What the president actually expected from the Palestinians and the Arab regimes is pretty much what he got. Arafat, having lost utterly and disastrously his insane gamble to abandon the peace process in hopes of greater gains through war; having lost his government, his armed forces, his territory, his freedom of movement and nearly his life; surrounded, defeated and reduced to tolerating the company of European peaceniks for self-protection -- well, at this point, Chairman Arafat is willing to say, for the first time in Arabic, that blowing up old ladies and children is not good.

And that is about as far as it goes. Arafat has never said a word to his fighters to encourage them to end their suicidal battle. In Jenin, he got what he wanted -- a glorious new chapter in Palestinian martyrdom. Arafat's people have shown no inclination to follow the Bush administration's repeated suggestions that they would be better represented at the negotiating table by someone else. The suicide bombings have not stopped. The Arab regimes have sneered at Bush's insistence that they cease encouraging Palestinians in their campaign of terror.
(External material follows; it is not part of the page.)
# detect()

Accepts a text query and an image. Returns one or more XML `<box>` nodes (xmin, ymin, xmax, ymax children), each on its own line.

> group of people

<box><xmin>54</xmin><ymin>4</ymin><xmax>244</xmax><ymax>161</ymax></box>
None of this was unanticipated in the White House. (This is not to say that everything is going according to foresight. Among other things, the administration did not gauge the determination of the Israelis to persist on the battlefield until their military aims were met.) On the day that Bush gave his speech, the smart betting in the White House was that (1) Arafat would not suddenly develop honesty and rationality; (2) the Palestinians would probably not throw the old recidivist killer overboard in favor of someone the Israelis could do business with; (3) far from ending the bombings, the new American initiative would almost certainly provoke fresh outrages; (4) the Arab regimes would, again, dis us.

The point of Bush's speech was not to deny these realities but to expose them. This government is doing something large and important that the preceding two administrations failed to do: It is defining the new American position in the new world. This world's essential fact is the revivification of the 19th-century cultural and territorial conflicts previously frozen in the hundred years' war of giants between democracy and totalitarianism. On a running basis, but as a matter of fundamental philosophy, the Bush White House is demonstrating an understanding of this truth, and an understanding of the corollary truth that America must make clear its position in this world.
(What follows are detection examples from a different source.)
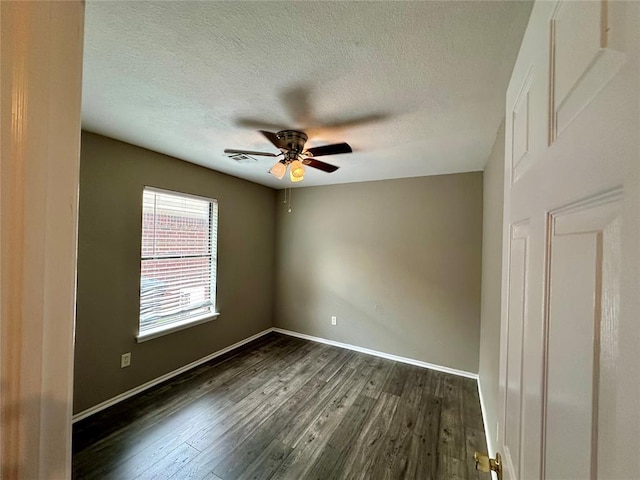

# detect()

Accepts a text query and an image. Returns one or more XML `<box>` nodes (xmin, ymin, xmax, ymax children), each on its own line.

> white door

<box><xmin>500</xmin><ymin>0</ymin><xmax>640</xmax><ymax>480</ymax></box>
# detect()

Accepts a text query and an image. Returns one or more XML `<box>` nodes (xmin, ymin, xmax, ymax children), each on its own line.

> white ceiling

<box><xmin>82</xmin><ymin>1</ymin><xmax>531</xmax><ymax>188</ymax></box>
The position is this: The United States is for democracy and order, not necessarily always in that order. It is against threats to this of any sort. It is against all forms of fascism, including Islamic. It is against those who would seek to destroy democratic nations or to drive the United States from its position in the world as the paramount protector of democracy. It regards those who are friendly to these aims as friends and those who are inimical to them as enemies.

At some point in the next year or so, the United States will go to war against Iraq. It will do so with friends, or alone. It will do so with a clear and cold-eyed knowledge of where it stands and who stands with it, and that understanding will have begun with Bush's speech of April 4 and with his "failed" expectations.

Oh -- and the United States will win.